Alan Parkinson, MD, Threat Detective
The medical device industry has been producing mandatory SBOMs for two and a half years now. I won’t pretend the problem is solved. C/C++ component inventories are still assembled partly by hand. Identifier matching still produces false negatives that are invisible until someone gets bitten. Quality across the industry is uneven.
But it’s getting better, and the reason is worth paying attention to. The FDA doesn’t just review SBOMs. It runs automated tooling that assists human reviewers by checking dependency completeness, flagging missing fields, and cross-referencing components against vulnerability databases. That tooling created a feedback loop. Manufacturers whose submissions failed automated checks fixed the gaps and resubmitted. Over time, the bar rose. Not because the guidance changed, but because the enforcement became machine-driven.

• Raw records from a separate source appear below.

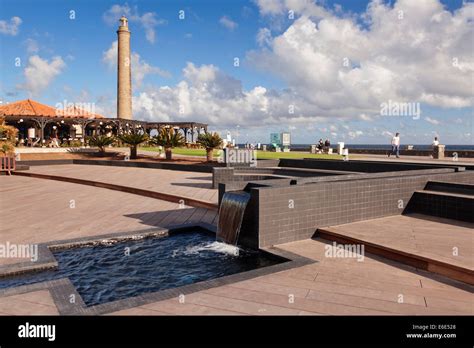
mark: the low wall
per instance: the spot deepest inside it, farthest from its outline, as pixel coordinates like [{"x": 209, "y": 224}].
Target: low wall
[
  {"x": 294, "y": 212},
  {"x": 426, "y": 153},
  {"x": 357, "y": 166}
]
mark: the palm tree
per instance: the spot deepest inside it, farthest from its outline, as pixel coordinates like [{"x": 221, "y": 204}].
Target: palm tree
[
  {"x": 133, "y": 140},
  {"x": 209, "y": 141},
  {"x": 101, "y": 141},
  {"x": 168, "y": 138}
]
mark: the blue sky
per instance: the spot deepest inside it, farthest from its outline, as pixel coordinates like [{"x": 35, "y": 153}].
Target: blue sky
[{"x": 283, "y": 62}]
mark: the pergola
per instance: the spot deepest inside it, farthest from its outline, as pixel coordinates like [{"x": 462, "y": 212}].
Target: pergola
[{"x": 43, "y": 118}]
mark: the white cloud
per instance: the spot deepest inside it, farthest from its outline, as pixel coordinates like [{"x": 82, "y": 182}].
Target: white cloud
[
  {"x": 355, "y": 134},
  {"x": 140, "y": 68},
  {"x": 32, "y": 46},
  {"x": 432, "y": 121},
  {"x": 264, "y": 37},
  {"x": 228, "y": 23},
  {"x": 39, "y": 73},
  {"x": 10, "y": 28},
  {"x": 425, "y": 57},
  {"x": 147, "y": 20}
]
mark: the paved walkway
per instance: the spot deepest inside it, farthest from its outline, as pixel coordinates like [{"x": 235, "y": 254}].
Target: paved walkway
[
  {"x": 38, "y": 210},
  {"x": 188, "y": 184},
  {"x": 427, "y": 236}
]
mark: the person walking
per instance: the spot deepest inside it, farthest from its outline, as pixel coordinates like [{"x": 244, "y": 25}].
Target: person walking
[{"x": 395, "y": 146}]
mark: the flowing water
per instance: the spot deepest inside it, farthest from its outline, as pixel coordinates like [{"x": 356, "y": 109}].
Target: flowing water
[{"x": 231, "y": 215}]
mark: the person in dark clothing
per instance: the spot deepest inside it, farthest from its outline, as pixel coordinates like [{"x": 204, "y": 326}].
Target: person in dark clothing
[{"x": 320, "y": 144}]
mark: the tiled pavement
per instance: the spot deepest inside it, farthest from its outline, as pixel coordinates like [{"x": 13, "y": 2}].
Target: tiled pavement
[
  {"x": 330, "y": 286},
  {"x": 432, "y": 237},
  {"x": 38, "y": 210},
  {"x": 188, "y": 184},
  {"x": 32, "y": 303}
]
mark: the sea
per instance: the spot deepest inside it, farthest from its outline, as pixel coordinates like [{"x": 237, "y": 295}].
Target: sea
[{"x": 305, "y": 147}]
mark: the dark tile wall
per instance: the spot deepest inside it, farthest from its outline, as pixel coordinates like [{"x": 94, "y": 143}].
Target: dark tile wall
[
  {"x": 332, "y": 203},
  {"x": 457, "y": 207},
  {"x": 356, "y": 166}
]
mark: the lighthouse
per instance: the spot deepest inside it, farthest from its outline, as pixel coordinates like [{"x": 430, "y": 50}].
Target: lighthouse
[{"x": 124, "y": 72}]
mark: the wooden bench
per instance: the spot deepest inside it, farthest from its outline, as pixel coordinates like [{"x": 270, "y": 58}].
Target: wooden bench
[{"x": 7, "y": 164}]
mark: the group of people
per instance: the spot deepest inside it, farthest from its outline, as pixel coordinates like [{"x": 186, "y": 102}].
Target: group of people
[
  {"x": 396, "y": 145},
  {"x": 324, "y": 146}
]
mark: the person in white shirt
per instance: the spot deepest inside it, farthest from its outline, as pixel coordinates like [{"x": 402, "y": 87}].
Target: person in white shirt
[{"x": 395, "y": 146}]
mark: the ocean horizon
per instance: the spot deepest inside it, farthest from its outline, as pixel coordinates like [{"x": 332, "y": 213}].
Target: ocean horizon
[{"x": 385, "y": 146}]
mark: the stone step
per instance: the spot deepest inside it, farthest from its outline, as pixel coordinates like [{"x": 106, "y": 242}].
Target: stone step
[
  {"x": 417, "y": 260},
  {"x": 448, "y": 187},
  {"x": 447, "y": 205}
]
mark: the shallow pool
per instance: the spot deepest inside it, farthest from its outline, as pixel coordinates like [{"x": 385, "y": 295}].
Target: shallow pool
[{"x": 105, "y": 273}]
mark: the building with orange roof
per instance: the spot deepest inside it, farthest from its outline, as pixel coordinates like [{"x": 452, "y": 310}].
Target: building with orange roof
[{"x": 38, "y": 124}]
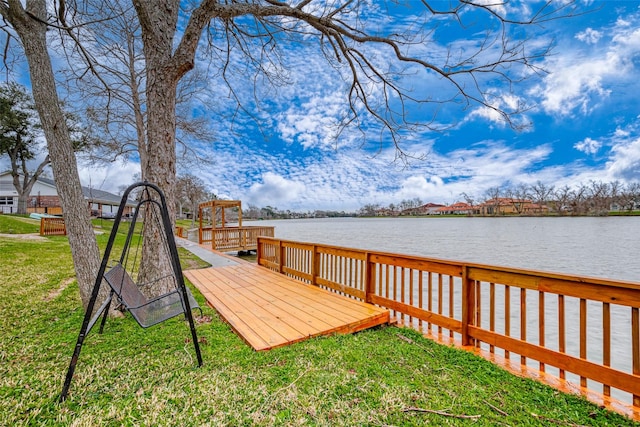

This talk covers five observations from the medical device dry run relevant to the EU CRA: the persistent challenges of C/C++ SBOM generation; why shipping SBOMs without VEX (Vulnerability Exploitability eXchange) documents creates a support problem you don’t want; the notified body expertise gap; and how pairing SBOMs with software architecture diagrams and contextual vulnerability scoring makes the CRA’s reporting clock survivable.
The dry run is over. Here are the results.